The second day of Flash Memory Summit (FMS) was another busy one for Storage Switzerland, including presenting with Jay Kramer, an FMS founder and CEO of Network Storage Advisors.
(Briefing 1 and 2 are available in our post “Flash Memory Summit 2019 Day 2 – Western Digital”)
Briefing 3 – SCSI Trade Association (STA)
No, Non-Volatile Memory Express (NVMe) has not killed all other protocols, although with the amount of coverage that NVMe gets, you’d think so. SCSI, mostly in the form of Serial-attached SCSI (SAS) is still a thing and according to the STA, it will continue to be for quite some time to come. To that end, the STA is pushing SAS to a new standard, 24G, which has a 2.4GB SAS per lane, doubling the speed of the current 12G standard in the market today. Expect product in the market by 2021.
While over the next year Storage Switzerland expects NVMe to take over flash drive attach totally, SAS will remain the dominant connection method for Hard Disk Drives (HDD) and Tape Drives. There is a lot of SAS infrastructure already in place and most data centers will stay the path of a SAS based infrastructure. With new HDD technolgies that promise improved performance as well as the constant improvement in tape drive technology, it is critical that STA continues to improve the specification.
Briefing 4 – SwiftStack Object Storage at Flash Memory Summit?
In a bold move, object storage vendor SwiftStack was also at FMS. Why? Because there is no reason that flash can’t be a part of an object store and FMS is as much about performance as it is a summit about performance and performance demanding workloads. Object storage can deliver performance in two areas. The first is where rapid access to data is critical. We’ve spoken to several vendors that have read-optimized drives and object storage is an ideal place to put those. The second area is Artificial Intelligence (AI) workloads where parallel performance is critical and is ideal for a scale-out architecture like SwiftStack’s.

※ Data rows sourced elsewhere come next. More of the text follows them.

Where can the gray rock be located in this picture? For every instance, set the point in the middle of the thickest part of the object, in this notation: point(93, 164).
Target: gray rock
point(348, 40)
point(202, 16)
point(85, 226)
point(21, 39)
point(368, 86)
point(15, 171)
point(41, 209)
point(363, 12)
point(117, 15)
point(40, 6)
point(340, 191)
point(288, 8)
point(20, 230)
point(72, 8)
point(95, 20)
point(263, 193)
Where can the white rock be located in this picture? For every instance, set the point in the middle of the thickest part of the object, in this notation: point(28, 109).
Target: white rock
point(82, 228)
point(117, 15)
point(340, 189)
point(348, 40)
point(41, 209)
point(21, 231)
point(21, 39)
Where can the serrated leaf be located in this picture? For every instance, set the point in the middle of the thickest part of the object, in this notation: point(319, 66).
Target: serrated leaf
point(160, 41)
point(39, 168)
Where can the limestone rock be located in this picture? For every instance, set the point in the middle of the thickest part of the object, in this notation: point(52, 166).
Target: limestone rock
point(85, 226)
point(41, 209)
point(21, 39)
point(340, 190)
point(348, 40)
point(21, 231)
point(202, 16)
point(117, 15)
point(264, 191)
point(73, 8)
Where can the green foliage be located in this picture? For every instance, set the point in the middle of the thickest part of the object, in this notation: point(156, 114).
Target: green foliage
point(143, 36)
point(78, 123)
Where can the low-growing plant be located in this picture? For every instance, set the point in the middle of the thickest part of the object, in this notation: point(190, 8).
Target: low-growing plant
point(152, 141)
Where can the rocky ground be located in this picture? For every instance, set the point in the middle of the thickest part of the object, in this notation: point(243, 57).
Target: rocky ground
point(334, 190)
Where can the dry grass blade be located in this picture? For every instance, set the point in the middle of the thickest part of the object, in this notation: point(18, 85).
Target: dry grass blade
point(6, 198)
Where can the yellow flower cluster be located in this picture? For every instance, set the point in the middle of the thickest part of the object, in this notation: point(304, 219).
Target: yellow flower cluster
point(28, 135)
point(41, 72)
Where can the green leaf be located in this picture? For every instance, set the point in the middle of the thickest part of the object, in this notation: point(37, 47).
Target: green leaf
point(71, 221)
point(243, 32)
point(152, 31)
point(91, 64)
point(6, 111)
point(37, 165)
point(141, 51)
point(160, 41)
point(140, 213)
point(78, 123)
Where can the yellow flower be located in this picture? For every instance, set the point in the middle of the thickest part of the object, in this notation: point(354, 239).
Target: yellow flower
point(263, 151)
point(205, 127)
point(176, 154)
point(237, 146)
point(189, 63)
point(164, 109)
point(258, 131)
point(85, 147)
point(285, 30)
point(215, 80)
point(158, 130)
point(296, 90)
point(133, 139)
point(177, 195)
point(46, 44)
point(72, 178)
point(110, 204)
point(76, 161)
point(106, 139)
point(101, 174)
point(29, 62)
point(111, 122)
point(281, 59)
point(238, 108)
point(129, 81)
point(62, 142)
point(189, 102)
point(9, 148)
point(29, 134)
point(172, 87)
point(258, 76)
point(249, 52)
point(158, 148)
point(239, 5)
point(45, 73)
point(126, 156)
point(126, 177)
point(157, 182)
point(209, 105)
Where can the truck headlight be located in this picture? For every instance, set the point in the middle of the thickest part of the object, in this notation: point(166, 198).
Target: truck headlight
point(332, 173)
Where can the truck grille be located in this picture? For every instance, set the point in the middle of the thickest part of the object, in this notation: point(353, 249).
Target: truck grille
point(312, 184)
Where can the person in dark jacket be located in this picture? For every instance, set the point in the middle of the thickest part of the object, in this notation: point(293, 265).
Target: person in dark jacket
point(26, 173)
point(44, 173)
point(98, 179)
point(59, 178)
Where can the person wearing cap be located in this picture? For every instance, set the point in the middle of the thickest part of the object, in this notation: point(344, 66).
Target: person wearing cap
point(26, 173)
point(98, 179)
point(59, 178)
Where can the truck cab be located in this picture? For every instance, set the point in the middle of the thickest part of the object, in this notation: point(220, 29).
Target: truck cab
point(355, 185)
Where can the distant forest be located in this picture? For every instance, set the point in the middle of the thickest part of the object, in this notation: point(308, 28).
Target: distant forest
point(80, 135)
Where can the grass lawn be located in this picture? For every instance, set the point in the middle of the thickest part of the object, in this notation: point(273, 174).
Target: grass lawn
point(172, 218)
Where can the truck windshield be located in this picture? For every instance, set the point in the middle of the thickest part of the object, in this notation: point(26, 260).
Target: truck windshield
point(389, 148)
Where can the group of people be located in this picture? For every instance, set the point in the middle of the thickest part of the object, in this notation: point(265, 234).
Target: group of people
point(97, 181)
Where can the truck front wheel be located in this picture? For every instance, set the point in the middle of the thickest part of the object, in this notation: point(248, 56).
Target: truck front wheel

To learn more about using Object Storage with AI read our briefing note “SwiftStack for AI, ML and DL”
Briefing 5 – Liqid LQD4500 NVMe PCIe Add-in-Card at 4 Million IOPS
Liqid, a provider of composable infrastructure platforms, announced the availability of an NVMe PCIe add-in-card capable of generating 4 Million IOPS and sustaining 24GB/s bandwidth in capacities up to 32TB. The card takes advantage of the newly available Gen 4 PCIe specification to meet these performance numbers while also providing a low transactional latency of 20 microseconds.
The solution works standalone but when combined with Liqid’s core software, it can deliver efficient data performance for the most demanding environments. You can learn more about Liqid by checking out our briefing note “Making the Composable Data Center a Reality.” Liqid’s ultra-low-latency intelligent fabric ensures efficient use of IOPS, capacity and bandwidth for the LQD5400. With Liqid, organizations can compose the LQD5400 in tandem with disaggregated pools of graphics processing units (GPU), field-programmable gate arrays (FPGA), central processing units (CPU) and Intel Optane for Artificial Intelligence (AI), 5G Internet-of-Things (IoT), edge computing, dynamic cloud deployments and high performance computing (HPC).

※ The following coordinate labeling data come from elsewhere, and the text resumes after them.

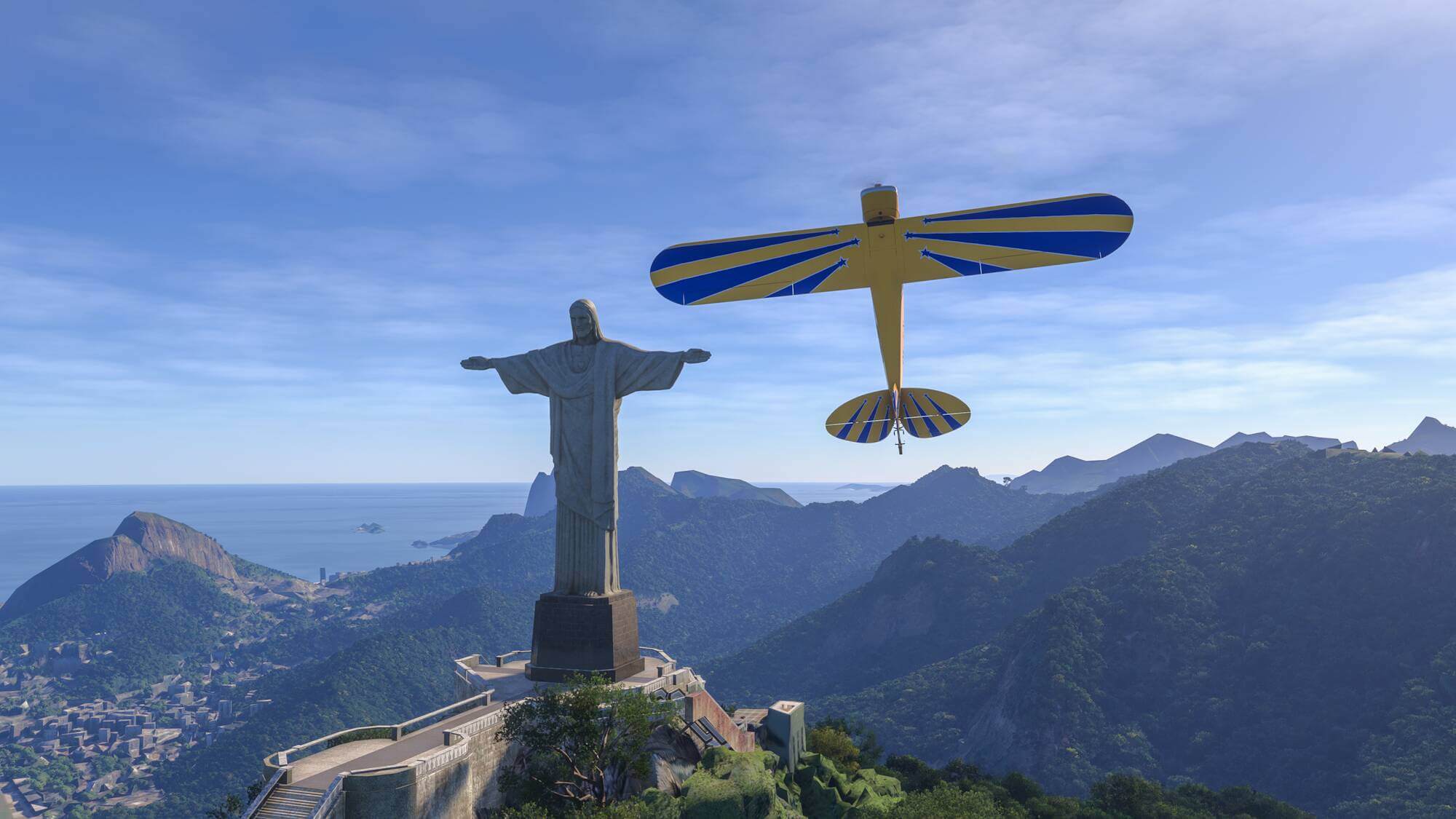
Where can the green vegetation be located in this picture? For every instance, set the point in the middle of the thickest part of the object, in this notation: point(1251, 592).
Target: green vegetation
point(59, 774)
point(764, 563)
point(582, 742)
point(389, 676)
point(1295, 634)
point(152, 622)
point(935, 598)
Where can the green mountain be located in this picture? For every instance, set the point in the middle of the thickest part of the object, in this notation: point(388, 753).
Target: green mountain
point(935, 598)
point(1069, 474)
point(1297, 636)
point(142, 541)
point(697, 561)
point(154, 598)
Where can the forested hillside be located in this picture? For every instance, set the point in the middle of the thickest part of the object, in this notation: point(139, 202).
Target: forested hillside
point(701, 564)
point(933, 598)
point(1295, 636)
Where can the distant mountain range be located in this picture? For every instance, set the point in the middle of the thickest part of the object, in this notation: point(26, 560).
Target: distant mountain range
point(1291, 628)
point(1432, 438)
point(691, 483)
point(1071, 474)
point(701, 484)
point(935, 598)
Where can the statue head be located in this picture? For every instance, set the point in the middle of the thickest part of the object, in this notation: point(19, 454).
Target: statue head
point(586, 327)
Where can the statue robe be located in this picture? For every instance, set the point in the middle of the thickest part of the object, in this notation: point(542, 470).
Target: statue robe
point(586, 384)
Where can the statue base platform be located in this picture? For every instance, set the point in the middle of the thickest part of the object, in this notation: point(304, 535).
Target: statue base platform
point(582, 634)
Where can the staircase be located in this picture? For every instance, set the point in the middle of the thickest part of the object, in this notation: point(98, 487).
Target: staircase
point(289, 802)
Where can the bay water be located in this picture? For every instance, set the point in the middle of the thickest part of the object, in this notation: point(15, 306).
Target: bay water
point(295, 528)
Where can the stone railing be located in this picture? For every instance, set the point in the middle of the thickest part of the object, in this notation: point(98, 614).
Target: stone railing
point(331, 799)
point(440, 714)
point(283, 758)
point(502, 659)
point(442, 756)
point(263, 796)
point(660, 653)
point(481, 723)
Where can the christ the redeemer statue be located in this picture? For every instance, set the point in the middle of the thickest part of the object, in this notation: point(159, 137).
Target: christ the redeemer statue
point(586, 379)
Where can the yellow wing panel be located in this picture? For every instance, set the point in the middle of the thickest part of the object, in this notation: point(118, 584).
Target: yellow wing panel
point(931, 413)
point(1016, 237)
point(866, 419)
point(759, 267)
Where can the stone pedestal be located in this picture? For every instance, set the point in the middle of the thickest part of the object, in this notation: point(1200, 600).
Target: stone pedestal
point(585, 634)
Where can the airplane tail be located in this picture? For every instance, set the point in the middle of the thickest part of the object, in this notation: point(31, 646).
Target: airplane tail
point(922, 413)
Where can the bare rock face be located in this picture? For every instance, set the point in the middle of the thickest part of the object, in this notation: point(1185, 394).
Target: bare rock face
point(142, 539)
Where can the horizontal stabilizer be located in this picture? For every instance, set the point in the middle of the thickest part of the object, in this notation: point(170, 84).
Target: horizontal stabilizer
point(867, 419)
point(930, 413)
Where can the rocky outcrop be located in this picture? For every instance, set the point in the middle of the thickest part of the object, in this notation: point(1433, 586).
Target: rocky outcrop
point(142, 539)
point(1432, 438)
point(542, 499)
point(1071, 474)
point(1313, 442)
point(701, 484)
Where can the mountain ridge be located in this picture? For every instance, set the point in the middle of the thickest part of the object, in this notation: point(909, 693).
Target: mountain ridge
point(139, 542)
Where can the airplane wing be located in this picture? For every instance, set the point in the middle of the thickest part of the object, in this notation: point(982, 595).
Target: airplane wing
point(1016, 237)
point(761, 267)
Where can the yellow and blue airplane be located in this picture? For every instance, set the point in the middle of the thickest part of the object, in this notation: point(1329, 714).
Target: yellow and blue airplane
point(883, 254)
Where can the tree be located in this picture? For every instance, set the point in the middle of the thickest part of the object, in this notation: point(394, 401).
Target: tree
point(836, 745)
point(582, 742)
point(231, 806)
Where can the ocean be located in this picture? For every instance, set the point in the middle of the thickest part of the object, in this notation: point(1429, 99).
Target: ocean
point(295, 528)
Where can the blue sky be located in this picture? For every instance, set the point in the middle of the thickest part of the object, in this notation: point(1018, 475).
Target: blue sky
point(248, 244)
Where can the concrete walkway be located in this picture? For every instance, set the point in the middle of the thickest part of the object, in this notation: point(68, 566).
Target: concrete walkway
point(388, 753)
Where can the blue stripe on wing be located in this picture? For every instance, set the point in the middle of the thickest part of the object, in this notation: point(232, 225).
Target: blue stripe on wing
point(844, 435)
point(924, 417)
point(1104, 205)
point(684, 254)
point(1090, 244)
point(950, 422)
point(698, 288)
point(870, 423)
point(810, 282)
point(965, 267)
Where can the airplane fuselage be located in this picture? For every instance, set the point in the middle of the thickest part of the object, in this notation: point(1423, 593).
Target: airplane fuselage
point(886, 286)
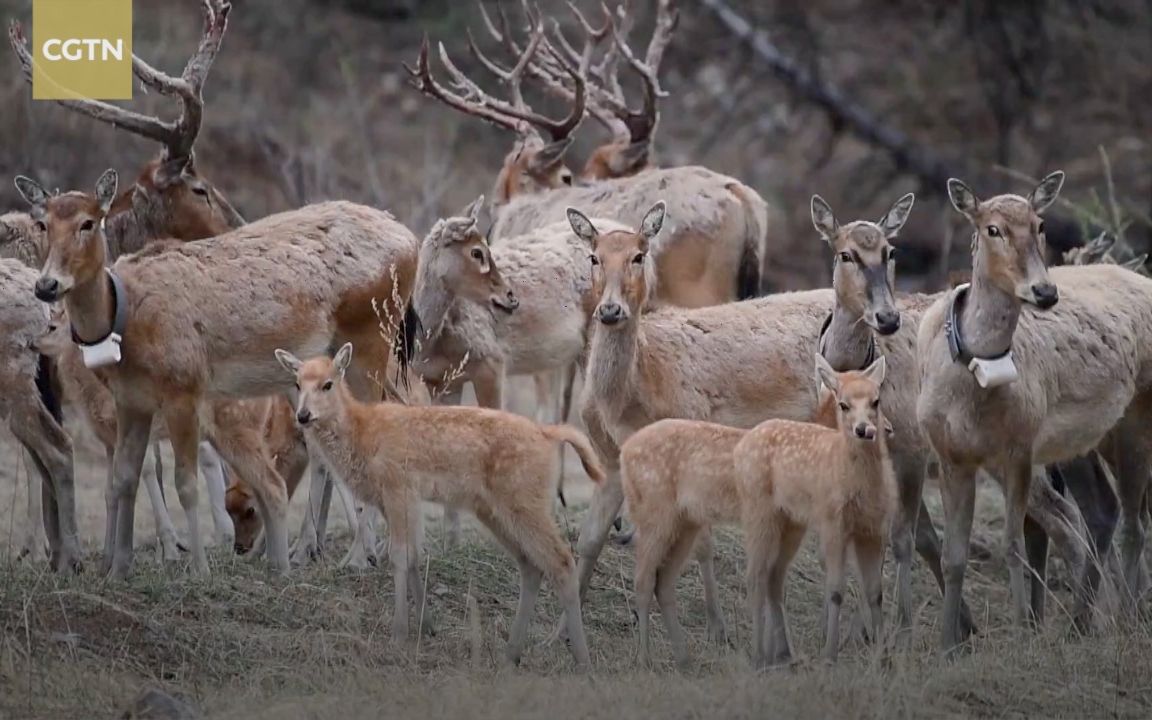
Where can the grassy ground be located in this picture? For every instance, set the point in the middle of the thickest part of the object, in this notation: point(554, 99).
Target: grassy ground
point(247, 643)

Presentation 1 – Annual Update on Flash Memory for Non-Technologists
My first presentation at FMS is also one of my favorites. Jay Kramer, CEO of Network Storage Advisors and I teamed up for our third rendition of “Flash Memory for Non-Technologists.” Our bantering back and forth style keeps a late afternoon crowd entertained while they learn and get up to date on all things flash memory. This year we covered the basics like what is flash and what is a solid-state disk (SSD), as well as new topics like what is composable infrastructure. Make sure you attend our 2020 session, even if you are a technologist, for the most lively, opinionated and entertaining session of the conference.